Templos são invadidos e profanados. Em outros casos, há agressões
verbais, destruição de imagens sacras e até ataques incendiários ou tentativas
de homicídio. O cenário preocupa adeptos de diversas religiões e, em pelo menos
oito Estados, o Ministério Público investiga ocorrências recentes de
intolerância. Entre janeiro de 2015 e o primeiro semestre deste ano, o Brasil
registrou uma denúncia a cada 15 horas, mostram dados do Ministério dos
Direitos Humanos (MDH). Segundo levantamento da pasta, o Disque 100, canal que
reúne denúncias, recebeu 1.486 relatos de discriminação religiosa no período,
de xingamentos a medidas de órgãos públicos que violam a liberdade religiosa.
"E sempre há mais casos do que os relatados", explica Fabiano de
Souza Lima, coordenador-geral do Disque 100. "A subnotificação é alta,
considerando o cenário nacional", diz. "Algumas pessoas não querem se
envolver e preferem permanecer no anonimato a denunciar". Só neste ano
foram registrados 169 casos: 35 em São Paulo, 33 no Rio e 14 em Minas, Estados
com maior número de ocorrências informadas.
Comparado ao mesmo período de 2016,
haveria recuo de 55%, mas Lima explica que a oscilação de denúncias não reflete
a realidade. "Quando você vir um número maior em um ano, é certo que
houve divulgação do problema, por meio de campanhas". Um exemplo, diz, é
que em 2016, ano da campanha nacional Filhos do Brasil, houve registro recorde
de 759 casos.

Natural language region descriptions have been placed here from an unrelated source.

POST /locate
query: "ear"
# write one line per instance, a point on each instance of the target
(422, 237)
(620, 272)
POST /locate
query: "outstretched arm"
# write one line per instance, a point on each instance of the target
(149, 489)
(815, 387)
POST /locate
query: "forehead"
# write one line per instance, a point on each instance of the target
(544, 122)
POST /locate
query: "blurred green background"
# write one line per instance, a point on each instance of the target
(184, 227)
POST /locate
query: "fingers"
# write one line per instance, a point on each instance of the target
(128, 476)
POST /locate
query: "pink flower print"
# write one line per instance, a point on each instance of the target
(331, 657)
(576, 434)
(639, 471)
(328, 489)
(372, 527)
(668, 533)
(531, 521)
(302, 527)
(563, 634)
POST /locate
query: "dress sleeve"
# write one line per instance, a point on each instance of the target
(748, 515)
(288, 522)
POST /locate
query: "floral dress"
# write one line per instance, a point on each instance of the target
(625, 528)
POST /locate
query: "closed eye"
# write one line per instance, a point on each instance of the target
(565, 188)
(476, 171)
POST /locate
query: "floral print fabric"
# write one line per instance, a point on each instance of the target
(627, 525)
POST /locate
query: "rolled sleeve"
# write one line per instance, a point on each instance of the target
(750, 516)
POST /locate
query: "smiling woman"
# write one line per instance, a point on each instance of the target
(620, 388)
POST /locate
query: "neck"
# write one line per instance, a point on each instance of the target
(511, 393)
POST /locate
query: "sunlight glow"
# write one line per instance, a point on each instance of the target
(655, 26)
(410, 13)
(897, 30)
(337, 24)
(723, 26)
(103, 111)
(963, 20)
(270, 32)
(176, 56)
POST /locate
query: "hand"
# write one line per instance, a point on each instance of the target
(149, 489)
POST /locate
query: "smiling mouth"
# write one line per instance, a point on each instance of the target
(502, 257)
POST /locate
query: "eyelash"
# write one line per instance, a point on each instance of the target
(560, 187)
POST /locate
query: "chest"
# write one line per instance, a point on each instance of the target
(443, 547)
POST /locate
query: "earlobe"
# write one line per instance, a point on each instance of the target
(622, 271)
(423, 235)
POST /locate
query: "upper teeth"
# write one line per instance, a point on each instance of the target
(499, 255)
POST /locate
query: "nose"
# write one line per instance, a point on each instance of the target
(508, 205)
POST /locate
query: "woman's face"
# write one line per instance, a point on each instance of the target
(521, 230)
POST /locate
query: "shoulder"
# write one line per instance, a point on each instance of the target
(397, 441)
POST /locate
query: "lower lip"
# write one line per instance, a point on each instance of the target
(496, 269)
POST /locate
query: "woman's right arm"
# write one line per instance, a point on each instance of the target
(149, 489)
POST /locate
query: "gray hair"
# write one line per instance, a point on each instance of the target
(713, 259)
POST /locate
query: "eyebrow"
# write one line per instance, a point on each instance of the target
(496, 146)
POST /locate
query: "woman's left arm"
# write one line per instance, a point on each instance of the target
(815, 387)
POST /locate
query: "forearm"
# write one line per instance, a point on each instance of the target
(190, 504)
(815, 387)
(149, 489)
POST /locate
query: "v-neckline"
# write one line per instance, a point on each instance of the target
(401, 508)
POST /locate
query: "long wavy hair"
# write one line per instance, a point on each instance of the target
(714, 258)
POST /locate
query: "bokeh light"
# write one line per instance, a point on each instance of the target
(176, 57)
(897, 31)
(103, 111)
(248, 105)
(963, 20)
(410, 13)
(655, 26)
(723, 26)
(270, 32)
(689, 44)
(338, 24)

Em agosto, a Paróquia Nossa Senhora do Bom Parto, em Santo André,
no ABC paulista, foi invadida. Os suspeitos arrombaram o sacrário, furtaram a
âmbula e atiraram hóstias no chão. "Para nós, a eucaristia é o mais
sagrado: o corpo de Cristo. Houve profanação", diz o padre Renato
Fernandez.
Para ele, a sensação é de aumento das ocorrências. "No passado,
havia um respeito pelos templos e pela Igreja", afirma. "Deixar a
eucaristia jogada diz que, para eles, não significa nada". A análise de
2017 aponta que a maioria das vítimas de intolerância é de religiões de origem
africana, com 39% das denúncias. Lideram o ranking umbanda (26 casos),
candomblé (22) e as chamadas matrizes africanas (18). Depois, vêm a católica
(17) e a evangélica (14). Recentemente, um templo de candomblé foi incendiado
em Jundiaí, na Grande São Paulo. O ataque destruiu 80% da casa, além de equipamentos
e instrumentos musicais, mas não impediu a mãe de santo Rosana dos Santos, a
Iya Abayomi Rosana, de continuar o ofício religioso. "Agora, coloco uma
mesa embaixo de uma árvore, ao lado dos escombros, e atendo lá", afirma.

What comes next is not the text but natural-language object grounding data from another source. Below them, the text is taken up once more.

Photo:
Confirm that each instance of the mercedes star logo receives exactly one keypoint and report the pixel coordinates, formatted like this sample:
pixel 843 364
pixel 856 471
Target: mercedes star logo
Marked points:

"A fé cabe em qualquer lugar, pois Deus e os orixás estão em toda
parte".
O templo funcionava havia dez anos e nunca havia registrado
ameaça. "Não foi nada pessoal, foi contra nossa religião, de matriz
africana", diz ela, que trabalha para reconstruir o lugar. "Era solo
sagrado, existiu muito amor lá". Líder do Brasil Contra a Intolerância
Religiosa, Diego Montone critica a ausência de legislação específica.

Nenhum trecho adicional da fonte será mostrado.